|Population||43 541 000|
|Christian Population||1 970 000 (4.5%)|
Since President Omar al-Bashir was ousted in April 2019, there has been uncertainty about the leadership of Sudan and how it would impact Christians. Thankfully, and in an amazing answer to prayer, there do seem to be significant steps towards freedom of religion. Islamic law will end after 30 years, and Christians from a Muslim background no longer face the death penalty. While persecution continues in Sudan, and attitudes are not eradicated overnight, this is very promising and the reason that Sudan has fallen six places on the World Watch List this year.
Christians from a Muslim background still face extreme persecution from their families and communities and are still in risk of attacks, ostracism and discrimination against if their faith is discovered. Church buildings are often attacked or even demolished.

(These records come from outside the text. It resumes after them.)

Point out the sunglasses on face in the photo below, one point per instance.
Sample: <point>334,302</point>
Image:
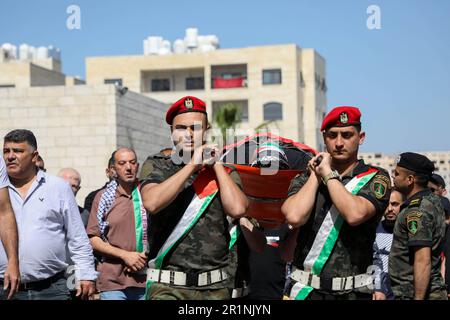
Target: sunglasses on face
<point>194,127</point>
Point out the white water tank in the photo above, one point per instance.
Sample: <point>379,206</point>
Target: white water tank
<point>191,38</point>
<point>179,47</point>
<point>165,48</point>
<point>24,52</point>
<point>33,52</point>
<point>154,44</point>
<point>41,53</point>
<point>9,51</point>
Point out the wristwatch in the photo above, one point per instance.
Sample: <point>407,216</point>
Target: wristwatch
<point>332,175</point>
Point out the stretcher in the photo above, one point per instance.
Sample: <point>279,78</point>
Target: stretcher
<point>265,189</point>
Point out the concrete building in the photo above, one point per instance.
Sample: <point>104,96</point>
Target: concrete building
<point>78,125</point>
<point>282,83</point>
<point>441,160</point>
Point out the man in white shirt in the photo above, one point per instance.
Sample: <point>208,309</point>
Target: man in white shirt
<point>8,237</point>
<point>48,220</point>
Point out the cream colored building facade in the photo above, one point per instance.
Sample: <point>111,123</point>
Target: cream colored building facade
<point>78,125</point>
<point>441,160</point>
<point>283,83</point>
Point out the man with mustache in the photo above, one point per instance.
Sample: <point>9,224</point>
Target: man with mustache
<point>48,222</point>
<point>117,229</point>
<point>382,246</point>
<point>8,237</point>
<point>337,209</point>
<point>415,258</point>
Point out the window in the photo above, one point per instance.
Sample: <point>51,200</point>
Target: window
<point>195,83</point>
<point>113,81</point>
<point>160,85</point>
<point>273,111</point>
<point>302,80</point>
<point>272,76</point>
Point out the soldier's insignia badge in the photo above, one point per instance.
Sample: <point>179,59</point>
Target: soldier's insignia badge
<point>188,103</point>
<point>380,186</point>
<point>343,117</point>
<point>413,222</point>
<point>415,203</point>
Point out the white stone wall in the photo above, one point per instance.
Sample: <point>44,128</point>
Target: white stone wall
<point>141,124</point>
<point>80,126</point>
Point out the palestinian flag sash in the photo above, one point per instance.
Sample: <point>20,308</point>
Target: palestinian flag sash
<point>140,220</point>
<point>206,188</point>
<point>327,236</point>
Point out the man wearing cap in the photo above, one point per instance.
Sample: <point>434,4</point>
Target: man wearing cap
<point>437,186</point>
<point>415,261</point>
<point>191,199</point>
<point>337,207</point>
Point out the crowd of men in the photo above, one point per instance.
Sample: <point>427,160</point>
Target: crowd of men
<point>181,229</point>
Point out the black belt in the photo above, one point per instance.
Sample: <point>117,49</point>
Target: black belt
<point>40,284</point>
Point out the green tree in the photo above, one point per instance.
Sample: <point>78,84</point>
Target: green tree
<point>227,117</point>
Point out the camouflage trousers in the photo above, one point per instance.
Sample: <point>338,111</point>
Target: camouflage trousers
<point>160,291</point>
<point>435,295</point>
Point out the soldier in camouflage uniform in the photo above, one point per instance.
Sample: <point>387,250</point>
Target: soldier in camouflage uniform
<point>202,251</point>
<point>334,219</point>
<point>415,258</point>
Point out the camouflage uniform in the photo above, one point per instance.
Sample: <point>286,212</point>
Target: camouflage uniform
<point>203,248</point>
<point>420,223</point>
<point>352,253</point>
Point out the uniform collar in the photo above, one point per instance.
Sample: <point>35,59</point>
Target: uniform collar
<point>361,167</point>
<point>417,195</point>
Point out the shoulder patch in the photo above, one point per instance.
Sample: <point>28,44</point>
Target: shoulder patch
<point>415,202</point>
<point>380,186</point>
<point>413,221</point>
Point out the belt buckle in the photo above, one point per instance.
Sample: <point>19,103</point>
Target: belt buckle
<point>191,279</point>
<point>326,284</point>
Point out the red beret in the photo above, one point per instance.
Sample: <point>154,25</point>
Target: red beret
<point>185,104</point>
<point>341,117</point>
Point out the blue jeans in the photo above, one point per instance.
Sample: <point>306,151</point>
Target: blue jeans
<point>130,293</point>
<point>57,291</point>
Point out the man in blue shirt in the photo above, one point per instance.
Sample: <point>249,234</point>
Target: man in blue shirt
<point>48,221</point>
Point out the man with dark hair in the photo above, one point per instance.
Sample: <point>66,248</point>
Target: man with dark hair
<point>8,237</point>
<point>192,199</point>
<point>415,258</point>
<point>336,209</point>
<point>437,186</point>
<point>382,246</point>
<point>48,222</point>
<point>117,229</point>
<point>40,163</point>
<point>90,197</point>
<point>73,177</point>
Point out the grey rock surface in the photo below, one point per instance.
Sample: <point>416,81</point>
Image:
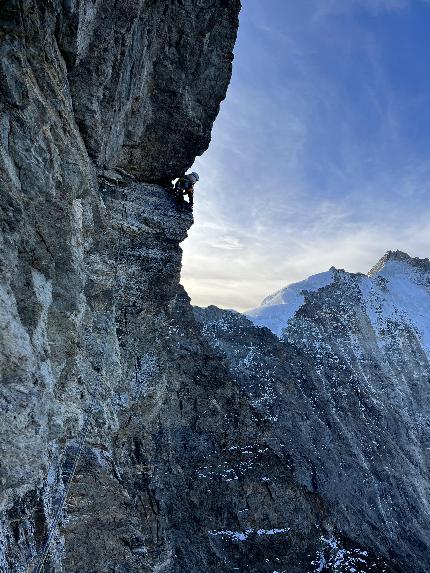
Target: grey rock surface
<point>147,78</point>
<point>345,387</point>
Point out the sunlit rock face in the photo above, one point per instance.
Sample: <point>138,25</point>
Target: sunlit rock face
<point>344,385</point>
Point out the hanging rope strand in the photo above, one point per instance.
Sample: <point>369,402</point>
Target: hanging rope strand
<point>83,434</point>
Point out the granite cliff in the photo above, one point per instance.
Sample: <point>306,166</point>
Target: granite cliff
<point>206,443</point>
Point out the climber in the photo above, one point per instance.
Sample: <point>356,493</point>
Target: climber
<point>184,186</point>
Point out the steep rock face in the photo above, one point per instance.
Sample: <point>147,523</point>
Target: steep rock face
<point>147,78</point>
<point>356,430</point>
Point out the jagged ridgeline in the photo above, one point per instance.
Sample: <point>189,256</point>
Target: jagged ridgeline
<point>136,434</point>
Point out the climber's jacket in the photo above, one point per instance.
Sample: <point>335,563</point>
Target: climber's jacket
<point>185,186</point>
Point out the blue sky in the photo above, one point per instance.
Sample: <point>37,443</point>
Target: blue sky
<point>320,154</point>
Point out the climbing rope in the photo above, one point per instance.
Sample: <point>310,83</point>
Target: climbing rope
<point>82,436</point>
<point>63,499</point>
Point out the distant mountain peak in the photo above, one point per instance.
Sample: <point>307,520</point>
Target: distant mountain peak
<point>399,257</point>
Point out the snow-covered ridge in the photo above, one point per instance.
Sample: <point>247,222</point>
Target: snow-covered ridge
<point>277,309</point>
<point>396,291</point>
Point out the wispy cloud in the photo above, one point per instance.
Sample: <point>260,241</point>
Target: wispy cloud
<point>312,163</point>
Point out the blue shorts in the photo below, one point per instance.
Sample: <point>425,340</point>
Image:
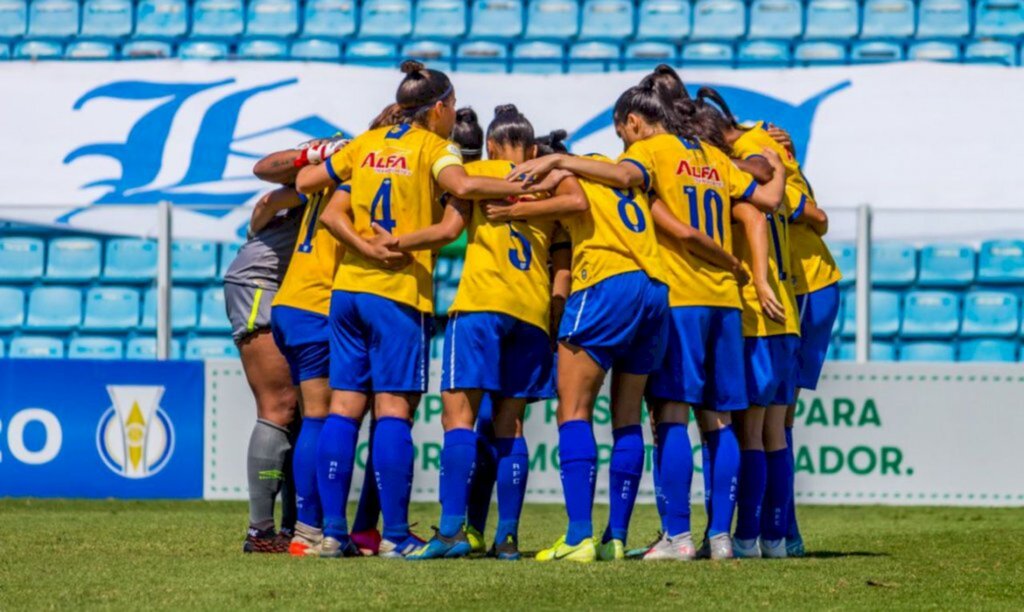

Many still keep their faith secret, for the safety of them and their family. Some converts even choose not to raise their children as Christians, wary of retribution from community leaders. This fear of exposure even means some Christians from a Muslim background have Islamic funerals in Muslim cemeteries
Meet a Sudanese Pastor
“The suffering of the brothers and sister here, and especially Christians from a Muslim background, is very tough. We need you to remember them and consider their suffering. May this be a great time that we can express our love practically to them.”
The pandemic comes on top of many political changes in Sudan. Circumstances are so dire that basic commodities like bread must be bought at exorbitant prices on the black market.
How does Open Doors help Christians in Sudan?
Open Doors partners with the local Church in Sudan to provide theological and discipleship training, persecution survival training, trauma care, and community development and income-generating projects.